FFI Streaming Backend Wire-up — Status

Status (2026-05-19): Steps A–E landed. Plus slot save/restore, prewarm, and speculative decoding. The desktop FFI adapter is the default text-generation path on desktop. Vision describe (mmproj) and parallel-slot resize remain on the subprocess dflash-server fallback because they require native C work in eliza-llama-shim.c that this JS-only effort cannot deliver. dflash-server.ts retirement (Step F) stays blocked on those two parity items.
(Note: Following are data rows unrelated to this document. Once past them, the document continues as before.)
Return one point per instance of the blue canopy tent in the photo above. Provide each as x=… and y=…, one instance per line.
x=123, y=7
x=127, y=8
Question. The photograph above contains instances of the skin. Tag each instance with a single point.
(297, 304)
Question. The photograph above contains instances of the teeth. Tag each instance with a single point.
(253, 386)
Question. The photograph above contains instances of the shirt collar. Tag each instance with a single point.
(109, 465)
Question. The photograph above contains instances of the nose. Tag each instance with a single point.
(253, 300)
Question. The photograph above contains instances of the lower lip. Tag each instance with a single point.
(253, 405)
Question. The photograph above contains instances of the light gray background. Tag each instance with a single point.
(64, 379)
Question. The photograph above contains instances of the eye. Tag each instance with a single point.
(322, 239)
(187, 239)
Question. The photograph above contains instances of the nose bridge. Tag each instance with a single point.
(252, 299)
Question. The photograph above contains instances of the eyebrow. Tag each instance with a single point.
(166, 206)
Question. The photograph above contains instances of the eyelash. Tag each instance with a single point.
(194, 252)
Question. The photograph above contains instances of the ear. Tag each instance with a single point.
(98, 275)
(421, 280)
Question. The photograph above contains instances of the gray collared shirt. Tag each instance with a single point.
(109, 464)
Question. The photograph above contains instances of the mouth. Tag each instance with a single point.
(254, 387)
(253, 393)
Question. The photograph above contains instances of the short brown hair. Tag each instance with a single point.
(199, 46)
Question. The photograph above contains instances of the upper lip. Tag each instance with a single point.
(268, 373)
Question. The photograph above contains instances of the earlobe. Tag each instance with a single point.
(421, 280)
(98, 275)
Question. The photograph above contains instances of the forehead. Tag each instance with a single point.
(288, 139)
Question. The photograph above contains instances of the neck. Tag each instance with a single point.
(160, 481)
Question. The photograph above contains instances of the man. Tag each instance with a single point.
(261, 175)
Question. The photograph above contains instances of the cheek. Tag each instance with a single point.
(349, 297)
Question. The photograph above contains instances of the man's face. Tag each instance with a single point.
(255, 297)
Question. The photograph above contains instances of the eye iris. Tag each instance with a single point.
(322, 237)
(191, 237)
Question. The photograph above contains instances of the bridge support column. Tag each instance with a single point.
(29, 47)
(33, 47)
This doc is now a status record + a follow-up backlog. The original implementation plan is preserved at the bottom for archival.

What's shipped

Backend selection + dispatcher

backend-selector.ts — selectBackend() returns "ffi-streaming" on desktop when ffiSupported is true. ELIZA_INFERENCE_BACKEND=http is the explicit opt-out. No =ffi opt-in flag — FFI is the default.
backend.ts — LocalInferenceBackend interface has 12 optional methods covering everything engine.ts previously called directly on the dflashLlamaServer singleton. BackendDispatcher has matching forwarders that throw actionable "active backend (X) does not implement Y" errors when the active backend lacks a feature.
backend.ts — BackendDispatcher accepts ffiStreaming + probeFfiActive constructor params. The engine wires them with the desktop FFI runtime + a probe that checks dylib disk presence + the ELIZA_INFERENCE_BACKEND env opt-out.

Engine call-site refactor

engine.ts — every direct dflashLlamaServer.X(...) call (16 sites, including vision describe, slot persistence, prewarm, parallel-resize, drafter introspection) now routes through this.dispatcher.X(...). The only remaining reference to the singleton in engine.ts is the dispatcher constructor.

Desktop FFI adapter

services/desktop-llama-adapter.ts — bun:ffi adapter for the desktop libllama.{dylib,so,dll} + libeliza-llama-shim.{dylib,so,dll} pair. Mirrors the verified AOSP adapter pattern with desktop-specific path resolution ($ELIZA_STATE_DIR/local-inference/bin/dflash/<platform>-<arch>-<backend>/). Exposes:
- Model + ctx load via shim params (pointer-style, since llama.cpp's _default_params returns struct-by-value).
- tokenize(text): Int32Array via direct llama_tokenize bind.
- LlmStreamingBinding implementation: open / prefill / next / cancel / close sessions, one sampler chain per session, KV-clear-between- sessions guard (mirrors the AOSP hasDecoded gate that avoids the fresh-ctx segv).
- saveSlot / restoreSlot via direct llama_state_seq_save_file / _load_file bind (no shim wrapper needed — both are pointer-style upstream).
- Speculative decoding: attachDrafter() loads + attaches a drafter model via the shim's eliza_llama_context_attach_drafter, sets spec_mode via eliza_llama_context_set_spec_mode, and routes decode through eliza_llama_decode_unified. Per-step drafterDrafted / drafterAccepted counters populated by diffing the eliza_llama_dflash_stats block before/after each step.

Desktop runtime

services/desktop-ffi-backend-runtime.ts — production FfiBackendRuntime impl. supported() does a cheap disk probe; acquire(plan) loads dylibs, mmaps the model, resolves the drafter path from plan.catalog.runtime.dflash.drafterModelPath, and returns the session; release() tears everything down (drafter first, then main ctx, then model — same order the shim's lifetime rules expect).

FFI streaming backend

services/ffi-streaming-backend.ts — implements LocalInferenceBackend over the runtime. Exposes:
- generate (text-only, calls the runner's generateWithUsage)
- persistConversationKv / restoreConversationKv — forward to the binding's llmStreamSaveSlot / RestoreSlot with a per-conversation filename (<conversationId>__slot<slotId>.kv).
- prewarmConversation — pure JS, runs the runner with maxTokens=0 to feed the prompt without generating. The runner's slotInFlight serializes concurrent prewarms against the same cacheKey.
- drafterEnabled / loadedDrafterModelPath — reports whether the catalog declared a drafter for the active session.
- Deliberately no embed, describeImage, resizeParallel — the dispatcher's forwarders throw actionable errors when those are called against an FFI session (parity work tracked below).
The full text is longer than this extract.